Harianjogja.com, SLEMAN- Jaringan Antikorupsi Yogyakarta (JAK) mendesak pemerintah untuk segera menerbitkan Peraturan Pemerintah Pengganti Undang-Undang (Perppu) guna membatalkan UU KPK yang sudah disahkan DPR belum lama ini. Revisi UU KPK akan efektif berlaku pada Kamis (17/10/2019) mendatang walau tanpa tanda tangan Presiden.

Direktur Pusat Kajian Anti Korupsi (PUKAT) UGM, Oce Madril mendesak pemerintah untuk segera menerbitkan Perppu terkait UU KPK. Menurutnya, masih ada dua kemungkinan yang dapat ditempuh yaitu membatalkan melalui Perppu dan menggunakan instrumen judicial review ke Mahkamah Konstitusi (MK).

"Potensi itu masih terbuka," kata Oce, Senin (14/10/2019).

Apabila dalam waktu dua hari ke depan Presiden Jokowi tidak kunjung menerbitkan Perppu, pihaknya akan melihat peluang melakukan judicial review.

Meski demikian, cara paling cepat untuk membatalkan RUU KPK hanya dengan menerbitkan Perppu.

"Cara itu paling cepat berlaku efektif," ujarnya.

Dia menilai Perppu masih bisa diterbitkan setelah Presiden Jokowi dilantik pada 20 Oktober mendatang dan setelah ada pembentukan kabinet baru. Pihaknya tidak mempermasalahkan jika Perppu dikeluarkan setelah 17 Oktober atau setelah berlakunya UU KPK. Perppu yang diterbitkan tersebut menurutnya akan dibahas di Komisi III DPR. Terdapat dua kemungkinan yang bisa dilakukan DPR yaitu menyetujui atau menolak Perppu tersebut.

"Rentang waktunya tiga bulan. Kalau Perppu dikeluarkan akhir tahun ini maka awal tahun depan DPR punya kesempatan membahasnya," ungkapnya.

Menteri Koordinator (Menko) Bidang Pengetahuan dan Pergerakan Badan Eksekutif Mahasiswa Keluarga Mahasiswa Universitas Gadjah Mada (BEM KM UGM) Dianrafi Alphatio Wijaya, menyatakan rencananya pihaknya akan menggelar aksi yang dikemas secara simbolik dan kreatif pada Rabu (16/10/2019) mendatang atau satu hari sebelum berlakunya UU KPK yang baru.

"Pada akhirnya kalau Presiden tidak mengeluarkan Perppu setidaknya pada hari itu kami mengingatkan publik mengenang sejauh mana perjuangan kami," ujarnya.
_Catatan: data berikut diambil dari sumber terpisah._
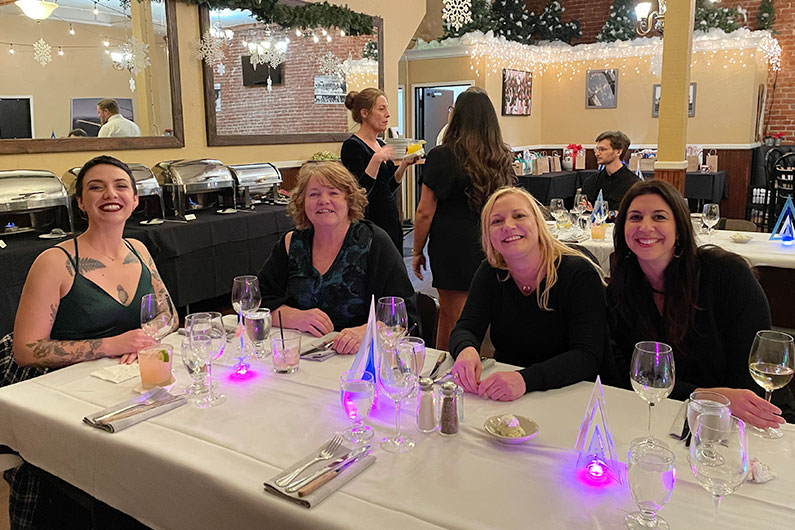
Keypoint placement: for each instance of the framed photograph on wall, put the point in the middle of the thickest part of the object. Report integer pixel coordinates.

Ia mengatakan aksi yang akan digelar tidak terlalu besar. Pihaknya baru akan mendiskusikan rencana aksi yang bakal dilakukan pada hari ini.

"Untuk tempat dan jam baru juga akan kami bicarakan," jelasnya.

Pihaknya akan berusaha mengajak koordinator dalam aksi GejayanMemanggil. Diakuinya, aliansi GejayanMemanggil lebih besar lantaran aspirasi yang disampaikan tidak hanya berfokus pada isu RUU KPK saja.

"Meski kemarin juga ada tuntutan soal RUU KPK kami berharap mereka dapat bergabung," kata dia.

Adapun aksi baru digelar di Jogja dengan dua tuntutan. Pertama, membatalkan UU KPK hasil revisi dan kedua mengembalikannya ke UU No.30/2002 tentang Komisi Pemberantasan Tindak Pidana Korupsi.

"Fokus kami ke arah sana," kata dia.

Sejauh ini, elemen kampus yang sudah diajak berkomunikasi antara lain UGM, UII, UIN, JAK, serta beberapa LSM.